I've never hated a phrase more than I do "big pharma." Bleh.
This part I made red in this article humorously shows how silly that phrase is. I now spontaneously crack up whenever the phrase "Big Concrete" enters my mind!
"Part of the problem is that some people think that science is unapproachable and too hard to comprehend. It isn’t. Now, that doesn’t mean it’s easy, because it shouldn’t be. Answering questions about the natural universe requires, demands that scientist approach it with the least amount of bias and the most amount of evidence. And sometimes it is complex and nuanced, but why do people give false balance to someone, without the expertise or education in the field, as if they know more about the issue than does the scientist.
To become a world class architect and to design a skyscraper isn’t easy, but we non-architects can observe what we see, and accept that the building isn’t going to topple over in a hurricane. Do we presume to know how the foundation has to be built to support the building? Or what materials are used to give flexibility in a wind, but strong enough to not collapse? Mostly, we don’t, we trust that there isn’t a massive conspiracy to build unsafe skyscrapers because architects are being paid off by Big Concrete to use cheaper materials. We don’t question the architects’s motives or whether there are solid engineering principles, probably outside of most of our understanding, that were employed to make that skyscraper.

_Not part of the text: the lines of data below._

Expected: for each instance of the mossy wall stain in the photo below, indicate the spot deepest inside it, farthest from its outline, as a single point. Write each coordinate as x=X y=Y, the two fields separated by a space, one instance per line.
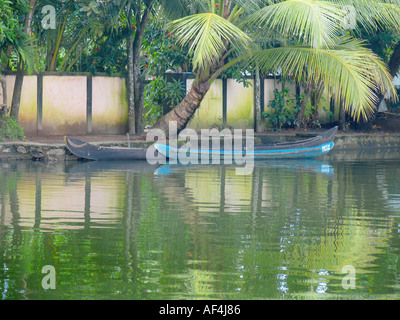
x=28 y=107
x=64 y=105
x=240 y=105
x=109 y=105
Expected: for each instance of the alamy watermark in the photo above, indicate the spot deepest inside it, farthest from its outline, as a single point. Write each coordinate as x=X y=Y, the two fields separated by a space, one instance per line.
x=349 y=281
x=49 y=280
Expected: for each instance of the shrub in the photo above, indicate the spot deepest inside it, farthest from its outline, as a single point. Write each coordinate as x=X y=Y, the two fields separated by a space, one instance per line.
x=281 y=113
x=10 y=129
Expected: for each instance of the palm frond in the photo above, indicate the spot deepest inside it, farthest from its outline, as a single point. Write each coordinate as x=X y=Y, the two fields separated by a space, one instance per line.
x=351 y=71
x=207 y=35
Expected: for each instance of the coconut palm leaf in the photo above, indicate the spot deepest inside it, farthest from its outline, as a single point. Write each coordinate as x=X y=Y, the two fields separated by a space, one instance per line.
x=208 y=36
x=351 y=71
x=371 y=14
x=317 y=23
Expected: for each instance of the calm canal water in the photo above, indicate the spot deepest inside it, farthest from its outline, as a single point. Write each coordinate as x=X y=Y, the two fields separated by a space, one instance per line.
x=132 y=231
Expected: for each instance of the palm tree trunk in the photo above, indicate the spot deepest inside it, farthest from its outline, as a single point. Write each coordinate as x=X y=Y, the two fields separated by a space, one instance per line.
x=303 y=105
x=393 y=66
x=3 y=106
x=130 y=85
x=185 y=110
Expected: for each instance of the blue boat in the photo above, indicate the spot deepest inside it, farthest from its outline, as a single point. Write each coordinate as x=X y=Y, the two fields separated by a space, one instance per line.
x=308 y=148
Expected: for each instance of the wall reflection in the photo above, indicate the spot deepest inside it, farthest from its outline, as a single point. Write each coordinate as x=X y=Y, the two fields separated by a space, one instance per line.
x=138 y=231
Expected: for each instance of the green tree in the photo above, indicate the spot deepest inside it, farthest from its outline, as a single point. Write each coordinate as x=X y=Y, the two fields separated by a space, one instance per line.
x=312 y=48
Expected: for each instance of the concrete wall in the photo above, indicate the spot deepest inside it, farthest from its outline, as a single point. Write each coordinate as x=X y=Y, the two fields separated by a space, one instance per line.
x=233 y=103
x=70 y=104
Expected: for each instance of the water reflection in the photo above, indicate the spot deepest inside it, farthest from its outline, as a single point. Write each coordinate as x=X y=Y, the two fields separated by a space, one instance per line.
x=132 y=230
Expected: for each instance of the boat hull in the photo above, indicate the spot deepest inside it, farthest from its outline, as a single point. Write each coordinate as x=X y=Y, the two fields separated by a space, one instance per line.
x=309 y=148
x=88 y=151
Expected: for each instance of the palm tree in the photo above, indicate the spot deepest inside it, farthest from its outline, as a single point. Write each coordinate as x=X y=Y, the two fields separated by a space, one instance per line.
x=314 y=48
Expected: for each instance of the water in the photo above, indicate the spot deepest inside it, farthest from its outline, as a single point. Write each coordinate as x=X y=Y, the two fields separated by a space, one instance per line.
x=133 y=231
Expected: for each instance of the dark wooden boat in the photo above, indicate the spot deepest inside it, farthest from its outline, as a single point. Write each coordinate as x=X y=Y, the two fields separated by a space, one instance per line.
x=90 y=151
x=307 y=148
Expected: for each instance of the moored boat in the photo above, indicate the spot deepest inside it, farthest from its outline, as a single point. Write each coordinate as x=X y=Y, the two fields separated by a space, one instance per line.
x=307 y=148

It’s the same with science. We can accept scientific principles without doing the research ourselves. But, and it’s a big but, if you want to dispute accepted science, then you have to bring science to the table not a false debate. Science isn’t hard, but it isn’t easy either. You cannot deny basic scientific facts without getting a solid education, opening a scientific laboratory staffed with world-class scientists, and then publishing peer-reviewed articles that can help move the prevailing scientific consensus. You cannot spend an hour or a day or even a week Googling a few websites and then loudly proclaim that the scientific consensus is wrong; no, you need to do the hard work. Until you do, those of us who are skeptics and scientists get to ignore you, and we get to continue with the current consensus."
And if I recall correctly, routine Paps and screenings don't start until age 21... which is several years later than the average teen is sexually active. That's a long time for HPV to go undetected.
Quote:
Originally Posted by suzy_q2010
The "occasional surgery to remove abnormal cervical cells" hurts.

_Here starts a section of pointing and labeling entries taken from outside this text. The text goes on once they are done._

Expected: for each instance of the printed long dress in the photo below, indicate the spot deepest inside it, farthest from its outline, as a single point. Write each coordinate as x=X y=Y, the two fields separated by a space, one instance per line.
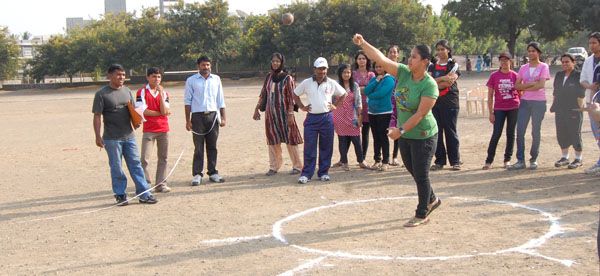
x=279 y=102
x=344 y=116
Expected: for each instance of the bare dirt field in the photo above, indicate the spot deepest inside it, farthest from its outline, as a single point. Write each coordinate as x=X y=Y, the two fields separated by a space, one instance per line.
x=57 y=214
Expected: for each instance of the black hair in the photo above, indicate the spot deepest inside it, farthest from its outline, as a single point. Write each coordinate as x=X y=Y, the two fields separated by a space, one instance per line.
x=152 y=71
x=536 y=46
x=341 y=69
x=424 y=51
x=375 y=65
x=115 y=67
x=595 y=35
x=360 y=52
x=567 y=55
x=281 y=58
x=444 y=43
x=202 y=59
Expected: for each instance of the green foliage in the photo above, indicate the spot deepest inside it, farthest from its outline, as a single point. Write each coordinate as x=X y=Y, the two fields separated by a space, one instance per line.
x=9 y=54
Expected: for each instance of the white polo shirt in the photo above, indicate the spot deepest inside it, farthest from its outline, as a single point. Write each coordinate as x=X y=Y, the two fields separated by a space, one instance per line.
x=319 y=95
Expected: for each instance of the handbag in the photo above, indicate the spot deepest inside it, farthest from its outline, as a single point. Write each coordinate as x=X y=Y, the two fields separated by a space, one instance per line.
x=136 y=118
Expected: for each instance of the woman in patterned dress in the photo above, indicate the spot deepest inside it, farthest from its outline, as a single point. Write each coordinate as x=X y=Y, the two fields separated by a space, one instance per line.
x=347 y=119
x=276 y=97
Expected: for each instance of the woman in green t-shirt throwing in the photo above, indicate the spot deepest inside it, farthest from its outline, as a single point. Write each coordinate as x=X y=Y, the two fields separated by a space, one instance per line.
x=416 y=93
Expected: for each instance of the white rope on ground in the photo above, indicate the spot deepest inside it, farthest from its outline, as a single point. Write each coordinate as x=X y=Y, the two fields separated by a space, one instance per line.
x=111 y=206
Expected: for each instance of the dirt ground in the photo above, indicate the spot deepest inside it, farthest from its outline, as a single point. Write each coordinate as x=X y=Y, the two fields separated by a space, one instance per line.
x=56 y=214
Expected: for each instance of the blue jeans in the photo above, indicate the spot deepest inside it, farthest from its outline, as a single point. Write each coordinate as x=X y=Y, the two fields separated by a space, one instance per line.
x=116 y=150
x=534 y=111
x=510 y=116
x=318 y=130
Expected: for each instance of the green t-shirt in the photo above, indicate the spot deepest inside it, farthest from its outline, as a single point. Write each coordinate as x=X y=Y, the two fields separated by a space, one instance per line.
x=408 y=97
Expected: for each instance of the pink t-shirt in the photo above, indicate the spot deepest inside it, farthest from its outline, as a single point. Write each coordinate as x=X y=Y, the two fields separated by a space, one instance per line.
x=506 y=96
x=528 y=76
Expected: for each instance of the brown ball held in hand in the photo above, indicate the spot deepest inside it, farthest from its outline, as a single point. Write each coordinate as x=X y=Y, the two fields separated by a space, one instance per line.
x=287 y=18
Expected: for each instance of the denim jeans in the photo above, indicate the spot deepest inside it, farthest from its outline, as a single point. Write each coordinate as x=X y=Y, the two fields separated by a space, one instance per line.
x=446 y=119
x=510 y=116
x=127 y=148
x=534 y=111
x=416 y=156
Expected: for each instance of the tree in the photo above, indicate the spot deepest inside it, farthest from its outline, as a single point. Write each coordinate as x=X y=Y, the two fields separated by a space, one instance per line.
x=9 y=55
x=508 y=18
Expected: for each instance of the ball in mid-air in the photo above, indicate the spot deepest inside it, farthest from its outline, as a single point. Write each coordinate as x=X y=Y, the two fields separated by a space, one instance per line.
x=287 y=18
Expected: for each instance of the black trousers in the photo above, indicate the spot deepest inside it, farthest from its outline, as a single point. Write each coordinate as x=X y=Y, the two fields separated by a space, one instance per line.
x=344 y=146
x=500 y=116
x=446 y=119
x=365 y=137
x=381 y=143
x=568 y=129
x=207 y=133
x=416 y=156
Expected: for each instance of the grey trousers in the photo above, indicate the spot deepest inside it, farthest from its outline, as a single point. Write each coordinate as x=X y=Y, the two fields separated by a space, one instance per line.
x=162 y=145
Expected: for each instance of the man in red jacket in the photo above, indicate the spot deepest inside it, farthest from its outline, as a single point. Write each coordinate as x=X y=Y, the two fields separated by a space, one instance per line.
x=154 y=101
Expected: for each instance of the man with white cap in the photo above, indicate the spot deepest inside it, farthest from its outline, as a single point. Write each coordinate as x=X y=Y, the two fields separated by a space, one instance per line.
x=318 y=125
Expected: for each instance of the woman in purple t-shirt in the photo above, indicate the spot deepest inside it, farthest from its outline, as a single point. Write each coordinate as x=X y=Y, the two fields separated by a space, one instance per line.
x=531 y=81
x=503 y=104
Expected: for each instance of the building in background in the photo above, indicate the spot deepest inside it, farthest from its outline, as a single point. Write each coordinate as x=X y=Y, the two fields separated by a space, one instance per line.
x=115 y=6
x=76 y=22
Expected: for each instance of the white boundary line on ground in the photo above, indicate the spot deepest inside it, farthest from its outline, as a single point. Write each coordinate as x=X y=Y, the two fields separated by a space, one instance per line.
x=526 y=248
x=111 y=206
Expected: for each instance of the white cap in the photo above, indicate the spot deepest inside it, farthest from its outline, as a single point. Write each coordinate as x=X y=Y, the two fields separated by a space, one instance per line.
x=321 y=62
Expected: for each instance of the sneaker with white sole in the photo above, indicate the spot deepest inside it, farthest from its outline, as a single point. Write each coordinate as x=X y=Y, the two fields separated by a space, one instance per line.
x=593 y=169
x=303 y=180
x=197 y=180
x=216 y=178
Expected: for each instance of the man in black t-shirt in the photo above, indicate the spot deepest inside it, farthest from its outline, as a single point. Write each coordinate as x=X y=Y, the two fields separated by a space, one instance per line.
x=118 y=139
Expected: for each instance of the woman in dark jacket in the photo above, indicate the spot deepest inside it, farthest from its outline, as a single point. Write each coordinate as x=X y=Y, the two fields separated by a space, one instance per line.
x=568 y=100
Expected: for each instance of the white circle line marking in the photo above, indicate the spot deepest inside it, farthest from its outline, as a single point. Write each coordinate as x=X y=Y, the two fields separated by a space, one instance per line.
x=526 y=248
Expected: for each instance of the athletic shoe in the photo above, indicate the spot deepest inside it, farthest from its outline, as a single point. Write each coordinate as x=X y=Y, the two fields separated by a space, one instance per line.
x=517 y=166
x=216 y=178
x=593 y=169
x=197 y=180
x=148 y=200
x=433 y=205
x=121 y=200
x=414 y=222
x=271 y=172
x=562 y=162
x=303 y=180
x=533 y=165
x=162 y=188
x=295 y=171
x=575 y=164
x=436 y=167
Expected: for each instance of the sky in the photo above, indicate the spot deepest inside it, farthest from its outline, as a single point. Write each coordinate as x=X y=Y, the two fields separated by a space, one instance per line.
x=47 y=17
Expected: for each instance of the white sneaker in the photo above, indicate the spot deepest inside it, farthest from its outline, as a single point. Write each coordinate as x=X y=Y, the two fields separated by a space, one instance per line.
x=593 y=169
x=303 y=180
x=216 y=178
x=197 y=180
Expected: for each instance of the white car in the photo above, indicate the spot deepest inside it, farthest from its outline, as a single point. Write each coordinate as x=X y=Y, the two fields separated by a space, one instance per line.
x=578 y=52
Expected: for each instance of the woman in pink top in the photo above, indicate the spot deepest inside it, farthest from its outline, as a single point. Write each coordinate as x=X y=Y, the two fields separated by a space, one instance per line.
x=503 y=104
x=531 y=81
x=362 y=75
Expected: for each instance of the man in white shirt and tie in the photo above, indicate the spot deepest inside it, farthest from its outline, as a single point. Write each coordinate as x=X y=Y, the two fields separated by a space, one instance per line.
x=204 y=114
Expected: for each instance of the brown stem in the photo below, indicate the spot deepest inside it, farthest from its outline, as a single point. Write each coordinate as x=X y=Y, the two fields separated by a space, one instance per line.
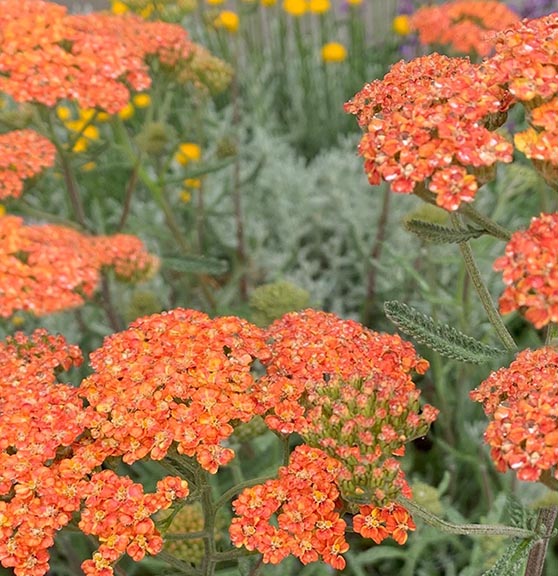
x=237 y=196
x=535 y=561
x=130 y=188
x=375 y=255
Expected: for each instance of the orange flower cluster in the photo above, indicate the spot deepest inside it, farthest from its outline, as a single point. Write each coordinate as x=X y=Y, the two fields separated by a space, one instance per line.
x=173 y=386
x=521 y=401
x=304 y=501
x=186 y=379
x=464 y=26
x=530 y=271
x=47 y=460
x=380 y=523
x=117 y=511
x=23 y=154
x=45 y=269
x=427 y=122
x=304 y=498
x=47 y=55
x=526 y=60
x=310 y=348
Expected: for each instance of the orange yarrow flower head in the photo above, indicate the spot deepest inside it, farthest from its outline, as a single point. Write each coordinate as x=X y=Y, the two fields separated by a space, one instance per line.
x=48 y=463
x=49 y=268
x=303 y=501
x=525 y=60
x=310 y=348
x=364 y=423
x=530 y=271
x=23 y=154
x=520 y=400
x=176 y=379
x=464 y=26
x=47 y=55
x=298 y=513
x=427 y=124
x=539 y=141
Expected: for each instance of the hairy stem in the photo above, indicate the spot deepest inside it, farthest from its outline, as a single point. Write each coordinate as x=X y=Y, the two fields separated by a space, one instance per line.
x=545 y=525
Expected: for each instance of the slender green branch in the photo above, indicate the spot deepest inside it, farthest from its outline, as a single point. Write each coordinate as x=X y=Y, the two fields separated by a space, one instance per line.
x=488 y=225
x=233 y=554
x=484 y=295
x=226 y=496
x=465 y=529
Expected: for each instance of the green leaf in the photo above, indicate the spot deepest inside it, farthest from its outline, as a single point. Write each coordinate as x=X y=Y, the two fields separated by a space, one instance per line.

Warts are uncomfortable and hard to treat. They can cause complications during pregnancy.
The FDA has approved screening for HPV instead of Pap smears. Cervical cancer is all about the HPV. Prevent the HPV, prevent the cancer.
Gardasil is safe and approaches 100% effectiveness.
And if I recall correctly, routine Paps and screenings don't start until age 21... which is several years later than the average teen is sexually active. That's a long time for HPV to go undetected.
Routine pap smears don't have to start that late. That's just a recommendation.